On a school visit last year, I met a young lad who told me his plan for the holidays. “I’m going to read my height in books,” he told me excitedly.

It was a wonderful idea, made all the more beautiful because no one was forcing him to do it, there was no prescribed list and there was to be no Instagram Stories chronicle of the feat - just the sheer joy of reading.

People who love reading love to see others who love it, too. It’s something that’s taken for granted by those who do it well.

But for those who struggle, the world is a much-narrowed place. As an adult, reading is a prerequisite to everything from feeding oneself to opening a bank account. Society assumes you can negotiate a world of words to get by.

Some might say this should have been fixed in schools. But it’s much more complex than some children simply slipping through the net. And it’s an issue we need to pay attention to right now. For thousands of children who struggle to read, the curriculum can be tough to access with the full support of a school behind you. For a struggling reader at home, with a parent who may also have literacy issues, it is impossible.

So do we need to get better at teaching reading? The system is geared, via the phonics test, to assume that it is an early years teacher’s job to sort phonics. Sats lead to an assumption that all the other elements should be sorted by Year 6 (and that definition of “sorted” is arguably very, very narrow) and secondary school should see ready readers arriving for Year 7.

As Alex Quigley, national content manager at the Education Endowment Foundation, points out in this week’s cover feature, those assumptions are not just unfair and wrong, they are also highly damaging (see pages 10-15). Teaching reading is the job of every teacher at every level of education. It’s a life skill, and one that is always developing.

But we also need to acknowledge that for some children, we need to find new solutions. A dedicated group of researchers are working with children who find reading challenging and they are striving to find out how to support them. In many cases, we may never know why those children struggle, but what these academics are doing is finding ways to help them nonetheless - finding out what could work for them.

Some ways will challenge notions of the “right” way to teach. For some children, phonics will need to be taught, age appropriately, up into secondary school and perhaps beyond. For some, phonics might not work at all. For another group, those elements of comprehension and fluency deemed to belong in key stage 2 will need to be developed in KS3 and KS4.

And for others, our desire to push the best that has been thought and said through great works of literature won’t be right either.
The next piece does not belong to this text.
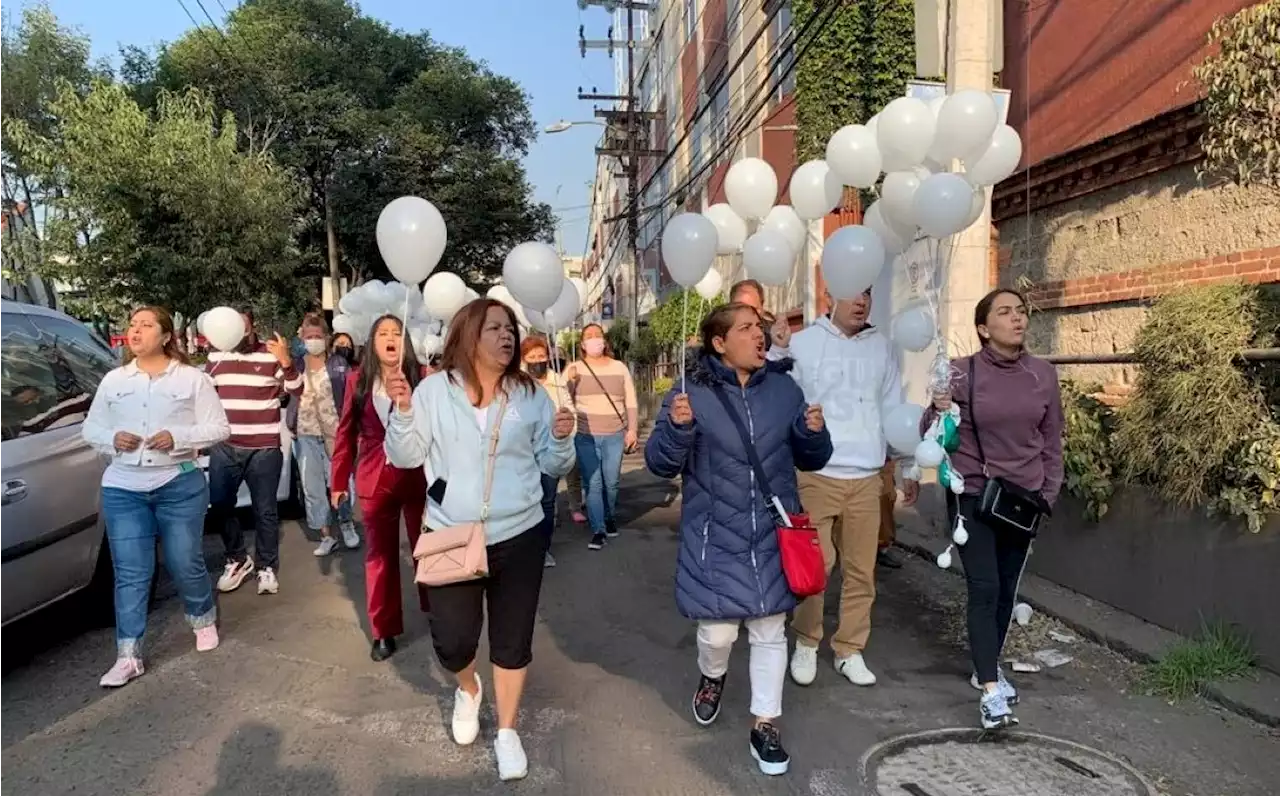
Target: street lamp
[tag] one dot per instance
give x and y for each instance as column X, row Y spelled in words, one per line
column 563, row 124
We like to think of reading as a toolbox: once we teach children how to use the phonics hammer, the comprehension spanner, the fluency saw, they can build their knowledge and technique. But it’s far more complicated. Reading is an emotional, shadowy, amorphous thing. Yes, students should be armed with the tools required to access the written word but we must accept that not all the tools will work for all of the children all of the time and other means may need to be employed.

Most of all, we shouldn’t underestimate reading and we shouldn’t try to oversimplify it. For some children it comes easy and for others it’s really hard. Today, too many will be slipping behind their peers. Too many will see their ambitions curtailed. Reading is wonderful, but let’s get rid of some of the romanticism around it, please. It’s not about navigating the world of your imagination, it’s about navigating real life.